O trabalho é difícil, mas começa a partir de uma base educativa e de saúde aconselhada por especialistas de diferentes áreas, através de uma estreita colaboração e coordenação. Para atingir o objetivo é necessário que as pessoas afetadas colaborem e lutem, alcançando assim a integração social.

-Quais obstáculos uma pessoa surda pode encontrar para o crescimento da fé?

-Maria Antonia Claveria: A fé é um dom de Deus transmitido em grande parte através da família, através da comunicação, do o diálogo aberto; sempre se inicia a partir de um exemplo.

Se a comunicação espontânea na família é interferida pelo fato de um membro ter déficit auditivo, é preciso iniciar, no mesmo, o auto-conhecimento, a aceitação e a informação de uma ajuda terapêutica precoce, tendo em vista todas as possibilidades disponíveis em seu ambiente. No entanto, o "exemplo mudo" sempre irá existir, incentivar e fortalecer, seja qual for a comunicação utilizada.

O crescimento e maturidade da fé dependem, na maioria das vezes, de interesses pessoais, promovidos pela família, mas também vão de acordo com o ambiente educacional, social e religioso-espiritual em que a pessoa vive e cresce.

-Como a pessoa surda pode usar essa limitação para se aproximar da fé?

-Maria Antonia Claveria: A surdez em toda a sua magnitude não deveria ser uma limitação, mas uma posição de desigualdade em relação ao que se considera normal em nossa sociedade, e refletir que o normal muitas vezes não é o melhor. Nunca uma desigualdade deve ser utilizada para um fim. Mas reconheço que as pessoas com a fé cristã têm o "privilégio gratuito da fé" para enfrentar os caminhos da vida. A pessoa afetada pela surdez pode achar que é necessário procurar aquilo que eu chamo de "privilégio da fé" para combater a desigualdade e, com esta inquietude, aproximar-se dela. Este fato não considero uma vantagem da limitação e sim um crescimento da maturidade pessoal.

-De que maneira uma pessoa com esse tipo de deficiência pode-se tornar discípula e missionária de Cristo?

-Maria Antonia Claveria: Qualquer um pode ser um discípulo e missionário de Cristo, desde que o receba e procure encontrar ao longo de sua vida uma catequese adequada. Ao referir-me adequada, neste caso, contemplo a audição e a necessidade de incorporá-la à pastoral, que não dispõe de um apoio e suporte técnico de catequese especializado em deficientes auditivos de idades diferentes, especialmente na infância.

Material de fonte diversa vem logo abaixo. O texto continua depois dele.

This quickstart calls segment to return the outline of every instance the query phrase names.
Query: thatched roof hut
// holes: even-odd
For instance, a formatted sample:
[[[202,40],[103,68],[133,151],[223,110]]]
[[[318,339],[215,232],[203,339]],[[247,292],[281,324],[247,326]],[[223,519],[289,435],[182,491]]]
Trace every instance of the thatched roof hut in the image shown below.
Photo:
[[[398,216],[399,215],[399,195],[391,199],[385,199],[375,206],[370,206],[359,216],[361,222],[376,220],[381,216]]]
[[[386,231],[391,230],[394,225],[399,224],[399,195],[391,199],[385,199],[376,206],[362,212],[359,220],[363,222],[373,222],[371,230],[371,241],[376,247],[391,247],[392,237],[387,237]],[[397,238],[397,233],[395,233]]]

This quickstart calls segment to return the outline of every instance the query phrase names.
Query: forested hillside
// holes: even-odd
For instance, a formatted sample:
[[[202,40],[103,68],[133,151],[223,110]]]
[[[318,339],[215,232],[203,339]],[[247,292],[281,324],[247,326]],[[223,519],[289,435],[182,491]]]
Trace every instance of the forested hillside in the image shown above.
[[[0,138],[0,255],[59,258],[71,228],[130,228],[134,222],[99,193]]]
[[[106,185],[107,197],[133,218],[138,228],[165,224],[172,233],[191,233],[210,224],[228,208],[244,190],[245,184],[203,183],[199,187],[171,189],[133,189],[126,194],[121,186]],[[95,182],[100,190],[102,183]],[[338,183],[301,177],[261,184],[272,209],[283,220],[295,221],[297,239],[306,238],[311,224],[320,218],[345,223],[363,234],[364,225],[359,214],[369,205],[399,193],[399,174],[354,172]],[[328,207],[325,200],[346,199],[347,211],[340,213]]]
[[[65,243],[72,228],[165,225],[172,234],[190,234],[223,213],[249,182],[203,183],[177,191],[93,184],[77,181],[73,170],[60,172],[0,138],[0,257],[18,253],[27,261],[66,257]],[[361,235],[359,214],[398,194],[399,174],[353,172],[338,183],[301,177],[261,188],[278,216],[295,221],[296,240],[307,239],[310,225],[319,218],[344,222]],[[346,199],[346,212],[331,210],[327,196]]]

E até lanço a pergunta: poderia ser mais catequético e evangelizador empregar o termo da pastoral de pessoas com dificuldades auditivas no lugar da pastoral dos surdos?

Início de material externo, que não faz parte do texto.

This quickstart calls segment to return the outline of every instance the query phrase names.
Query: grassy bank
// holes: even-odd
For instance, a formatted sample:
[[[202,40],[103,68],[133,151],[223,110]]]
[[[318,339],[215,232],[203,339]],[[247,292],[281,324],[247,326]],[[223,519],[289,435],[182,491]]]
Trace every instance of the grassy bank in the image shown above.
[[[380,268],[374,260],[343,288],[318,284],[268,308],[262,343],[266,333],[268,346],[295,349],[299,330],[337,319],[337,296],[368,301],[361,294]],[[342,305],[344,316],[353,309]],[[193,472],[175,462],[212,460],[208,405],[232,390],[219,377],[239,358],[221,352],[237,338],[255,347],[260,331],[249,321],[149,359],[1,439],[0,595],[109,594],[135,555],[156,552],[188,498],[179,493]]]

-Qual elemento acredita que não pode faltar em uma boa terapia integral voltada às pessoas com deficiência auditiva?

-Maria Antonia Claveria: A aplicação dos valores de igualdade e respeito, rodeados por uma educação familiar adequada, sócio-pedagógica em todas suas vertentes e os aspectos da saúde no campo da surdez. Todos esses elementos juntos e estendidos a toda humanidade são necessários para alcançar uma boa terapia holística às pessoas com deficiência auditiva.

-Como o homem pode combater a "surdez espiritual" mencionada pelo Papa durante a audiência que concedeu aos participantes deste evento?

-Maria Antonia Claveria: Com a ajuda do pilar fundamental cristão do amor ao próximo, vencendo o egoísmo pessoal do bem-estar em prol daqueles que sofrem. Não se trata de alcançar coisas impossíveis, enfraquecendo-nos, e sim fazer o pouco ou o muito que está ao nosso alcance. Tratar e respeitar o próximo como gostaríamos de ser. Isto não é tarefa fácil, tendo em vista a fragilidade humana, mas é apenas um grão de areia para que consigamos um mundo melhor.